Given a limited number of GPUs, is there a recommended way to train a multiple sets of LoRA adapters at once? For example, say I have 5 datasets and so want to train set of 5 lora-weights on these 5 datasets. I want to optimize for speed.
I am using llama-7b / 13b so we can assume that the entire model can fit on the VRAM of an A100 40GB.
I can think of a few approaches, but open to suggestions:
Naive Independent Training: Assign each GPU to a different dataset and train the LoRA weights for that dataset independently.
- Pros: No gradient reconciliation required, maximum parallelism across datasets.

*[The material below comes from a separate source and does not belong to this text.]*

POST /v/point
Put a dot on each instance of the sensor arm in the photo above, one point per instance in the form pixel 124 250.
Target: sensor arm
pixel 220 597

- Cons: Doesn’t benefit from data parallelism for each dataset. GPUs that finish first sit idle.
Parallelize on each Dataset: Each GPU gets a copy of the pre-trained model and a copy of LoRA weights. Then, one dataset is split between the GPUs and the gradients are averaged between the GPUs during training. After one dataset is done being trained, on the LoRA adapters are moved off VRAM and saved and new ones are initialized on VRAM for the next dataset. (torch.nn.parallel.DistributedDataParallel).
- Pros: The speed up of training one dataset in parallel. Pretrained model can stay in VRAM between different datasets.
- Cons: time spent reconciling gradients, still doing one dataset at a time.
Are there more sophisticated ways to do this?